The nonpaying audience immediately knows what kind of production it is getting as it enters the Delacorte and is greeted by a backwoods combo, outfitted by costume designer Jane Greenwood in 1880s duds and playing twangy country-western tunes by Steve Martin (yes, that Steve Martin). It also takes in set designer John Lee Beatty's massive environment suggesting a fort on the outskirts of civilization. Sullivan has set the play in an American Southwest where the wild forces of nature are lurking just beyond the leafy bushes of Beatty's glade. When Rosalind and her friends flee the strictures of her uncle's court, the fort splits apart and we're in a giddy world exemplified by Martin's foot-stomping score. The inhabitants are brought to lusty life by a boisterous band of players who deliver zestful work. In a final wedding dance exuberantly choreographed by Mimi Lieber, they execute their simple clog-like steps like real country folk celebrating the joy of love and life at a rustic gathering, rather than actors delivering a precisely rehearsed production number.

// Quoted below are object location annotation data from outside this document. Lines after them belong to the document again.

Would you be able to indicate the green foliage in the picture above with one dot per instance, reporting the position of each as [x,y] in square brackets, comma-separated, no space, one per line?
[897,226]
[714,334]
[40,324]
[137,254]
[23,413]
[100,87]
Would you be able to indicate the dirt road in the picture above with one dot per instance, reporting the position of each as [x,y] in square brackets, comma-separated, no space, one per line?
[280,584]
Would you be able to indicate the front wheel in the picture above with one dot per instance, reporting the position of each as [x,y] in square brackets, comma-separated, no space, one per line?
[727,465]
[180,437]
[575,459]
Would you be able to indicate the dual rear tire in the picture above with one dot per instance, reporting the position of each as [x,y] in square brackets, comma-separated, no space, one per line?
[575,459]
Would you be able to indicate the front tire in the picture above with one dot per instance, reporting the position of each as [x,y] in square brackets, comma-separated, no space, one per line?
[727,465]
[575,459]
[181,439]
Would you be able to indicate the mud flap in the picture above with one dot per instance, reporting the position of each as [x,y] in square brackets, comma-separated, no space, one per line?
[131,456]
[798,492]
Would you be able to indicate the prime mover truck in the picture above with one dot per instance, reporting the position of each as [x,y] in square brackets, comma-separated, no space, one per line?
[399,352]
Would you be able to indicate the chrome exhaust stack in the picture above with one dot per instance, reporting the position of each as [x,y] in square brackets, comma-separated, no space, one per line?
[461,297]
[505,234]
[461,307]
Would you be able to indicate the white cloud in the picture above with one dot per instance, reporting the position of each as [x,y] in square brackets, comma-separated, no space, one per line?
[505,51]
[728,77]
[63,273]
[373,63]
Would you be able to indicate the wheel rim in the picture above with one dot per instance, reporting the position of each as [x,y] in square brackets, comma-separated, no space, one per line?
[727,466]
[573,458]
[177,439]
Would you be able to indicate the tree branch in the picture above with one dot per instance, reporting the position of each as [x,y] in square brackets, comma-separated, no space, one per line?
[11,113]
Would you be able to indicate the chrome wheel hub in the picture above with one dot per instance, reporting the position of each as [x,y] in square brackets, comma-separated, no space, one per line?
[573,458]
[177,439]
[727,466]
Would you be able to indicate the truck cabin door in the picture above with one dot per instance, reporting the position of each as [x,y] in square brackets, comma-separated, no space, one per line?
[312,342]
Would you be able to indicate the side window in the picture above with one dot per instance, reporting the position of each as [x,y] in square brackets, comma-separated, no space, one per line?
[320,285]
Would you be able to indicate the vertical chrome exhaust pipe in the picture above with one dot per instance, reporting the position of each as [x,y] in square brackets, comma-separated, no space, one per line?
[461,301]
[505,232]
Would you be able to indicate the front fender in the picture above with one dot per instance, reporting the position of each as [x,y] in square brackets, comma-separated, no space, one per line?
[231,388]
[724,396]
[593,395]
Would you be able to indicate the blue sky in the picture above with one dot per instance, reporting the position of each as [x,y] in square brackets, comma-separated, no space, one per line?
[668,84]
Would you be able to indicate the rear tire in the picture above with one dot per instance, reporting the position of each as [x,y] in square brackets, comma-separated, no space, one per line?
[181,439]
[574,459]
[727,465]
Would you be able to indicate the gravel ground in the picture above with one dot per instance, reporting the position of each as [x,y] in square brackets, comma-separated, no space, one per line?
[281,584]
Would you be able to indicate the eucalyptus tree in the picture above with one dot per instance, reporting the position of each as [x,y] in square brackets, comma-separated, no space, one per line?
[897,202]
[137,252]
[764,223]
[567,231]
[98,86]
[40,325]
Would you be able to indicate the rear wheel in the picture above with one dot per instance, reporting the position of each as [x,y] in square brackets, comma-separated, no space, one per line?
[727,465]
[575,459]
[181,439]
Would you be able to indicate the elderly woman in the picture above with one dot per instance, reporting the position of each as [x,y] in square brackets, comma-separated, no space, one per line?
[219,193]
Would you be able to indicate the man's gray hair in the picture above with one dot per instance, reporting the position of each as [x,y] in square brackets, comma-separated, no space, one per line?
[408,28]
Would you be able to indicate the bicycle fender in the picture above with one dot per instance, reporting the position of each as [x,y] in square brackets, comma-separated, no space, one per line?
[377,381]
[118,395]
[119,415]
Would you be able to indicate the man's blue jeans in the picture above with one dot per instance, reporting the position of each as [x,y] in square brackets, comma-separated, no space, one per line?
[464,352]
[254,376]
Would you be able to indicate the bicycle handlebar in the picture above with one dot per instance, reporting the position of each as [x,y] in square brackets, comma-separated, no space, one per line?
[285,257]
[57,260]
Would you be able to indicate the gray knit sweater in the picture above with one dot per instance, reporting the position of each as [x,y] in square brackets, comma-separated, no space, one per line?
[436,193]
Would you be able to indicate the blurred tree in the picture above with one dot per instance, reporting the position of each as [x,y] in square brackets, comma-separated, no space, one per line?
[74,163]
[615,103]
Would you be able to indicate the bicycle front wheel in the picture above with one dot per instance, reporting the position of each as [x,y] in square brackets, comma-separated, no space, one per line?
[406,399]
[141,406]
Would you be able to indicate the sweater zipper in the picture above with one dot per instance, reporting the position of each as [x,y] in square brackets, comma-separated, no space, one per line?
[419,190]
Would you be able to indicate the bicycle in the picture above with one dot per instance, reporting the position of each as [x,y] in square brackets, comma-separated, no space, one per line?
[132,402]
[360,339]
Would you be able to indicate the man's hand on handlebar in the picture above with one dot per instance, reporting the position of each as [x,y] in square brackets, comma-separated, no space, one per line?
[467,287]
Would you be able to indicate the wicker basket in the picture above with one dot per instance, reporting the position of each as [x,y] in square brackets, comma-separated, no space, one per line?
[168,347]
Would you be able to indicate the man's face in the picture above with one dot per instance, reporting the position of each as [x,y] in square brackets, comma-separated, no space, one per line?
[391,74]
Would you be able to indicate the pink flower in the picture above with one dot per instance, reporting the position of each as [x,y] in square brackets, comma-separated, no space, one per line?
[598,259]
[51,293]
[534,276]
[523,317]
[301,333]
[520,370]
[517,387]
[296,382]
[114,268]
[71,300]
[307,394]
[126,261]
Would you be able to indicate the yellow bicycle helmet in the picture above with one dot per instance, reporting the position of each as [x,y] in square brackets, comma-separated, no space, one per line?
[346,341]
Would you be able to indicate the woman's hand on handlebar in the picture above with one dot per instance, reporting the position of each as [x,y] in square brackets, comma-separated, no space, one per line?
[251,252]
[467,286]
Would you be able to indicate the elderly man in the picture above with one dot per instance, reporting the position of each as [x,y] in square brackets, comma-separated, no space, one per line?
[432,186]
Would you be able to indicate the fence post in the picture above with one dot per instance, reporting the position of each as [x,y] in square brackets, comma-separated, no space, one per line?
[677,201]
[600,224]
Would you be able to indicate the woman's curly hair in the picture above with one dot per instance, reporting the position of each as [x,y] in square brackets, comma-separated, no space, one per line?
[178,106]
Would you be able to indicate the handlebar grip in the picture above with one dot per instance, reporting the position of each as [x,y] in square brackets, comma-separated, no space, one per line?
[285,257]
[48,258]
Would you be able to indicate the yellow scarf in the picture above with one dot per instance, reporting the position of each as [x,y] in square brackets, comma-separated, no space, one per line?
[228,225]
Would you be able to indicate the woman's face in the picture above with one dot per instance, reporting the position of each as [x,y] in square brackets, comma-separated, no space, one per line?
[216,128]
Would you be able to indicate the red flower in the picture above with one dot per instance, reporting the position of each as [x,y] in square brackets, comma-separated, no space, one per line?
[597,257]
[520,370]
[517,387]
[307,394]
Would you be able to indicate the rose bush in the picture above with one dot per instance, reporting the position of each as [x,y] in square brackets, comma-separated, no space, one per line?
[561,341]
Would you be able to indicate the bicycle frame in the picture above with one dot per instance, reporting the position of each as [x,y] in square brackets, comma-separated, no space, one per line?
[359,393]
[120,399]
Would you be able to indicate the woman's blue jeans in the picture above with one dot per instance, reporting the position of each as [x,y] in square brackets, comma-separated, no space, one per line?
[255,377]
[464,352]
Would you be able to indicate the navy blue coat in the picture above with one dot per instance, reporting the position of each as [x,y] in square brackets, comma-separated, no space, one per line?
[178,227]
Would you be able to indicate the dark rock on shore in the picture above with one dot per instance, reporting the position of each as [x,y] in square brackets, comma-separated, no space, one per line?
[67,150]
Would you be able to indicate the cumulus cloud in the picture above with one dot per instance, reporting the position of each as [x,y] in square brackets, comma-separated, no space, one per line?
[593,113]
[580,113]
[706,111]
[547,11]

At the conclusion of that dance, the production's shining Rosalind, Lily Rabe, signals to the crowd that she must catch her breath before she can deliver the epilogue. That small gesture is just of one of dozens that lend a crackling verisimilitude to her exciting performance. Rabe, quickly establishing herself as one of New York's outstanding stage actors, throws her whole body into Rosalind's passion for Orlando. Her face conducts a silent dialogue with him when her potential lover is tongue-tied, and her arms and legs swing and vibrate in gentle mockery as the jester Touchstone parodies the love poems Orlando has plastered over the Arden trees. It gives new meaning to the term "full-bodied."

The rest of the company is equally committed. David Furr captures the dual qualities of Orlando's native nobility and noble simplicity, and, in a double role, Andre Braugher embodies the bitter rage of Duke Frederick and the tenderness of his banished brother. Oliver Platt makes for a sardonic and jolly Touchstone, and Donna Lynne Champlin is a bawdy delight as his loose-hipped paramour Audrey. Stephen Spinella skillfully mines the melancholia of the philosopher Jaques, and Renee Elise Goldsberry keeps Celia, Rosalind's cousin, from being relegated to ignored "best-friend" status.

The real surprise of the evening is Will Rogers. Resembling a young Buddy Ebsen, Rogers is all elbows and knees as woebegone shepherd Silvius, awkwardly trailing after his sneering object of affection Phoebe (a sharp Susannah Flood) and endowing each sigh and stumble with delightfully doleful despair. It's a small gem of a performance in a glittering "As You Like It."

Presented by the Public Theater at the Delacorte Theater, Central Park (enter at Fifth Avenue and 79th Street or Central Park West and 81st Street), NYC. June 21–30. Schedule varies. (212) 967-7555 or www.publictheater.org.Casting by Jordan Thaler and Heidi Griffiths.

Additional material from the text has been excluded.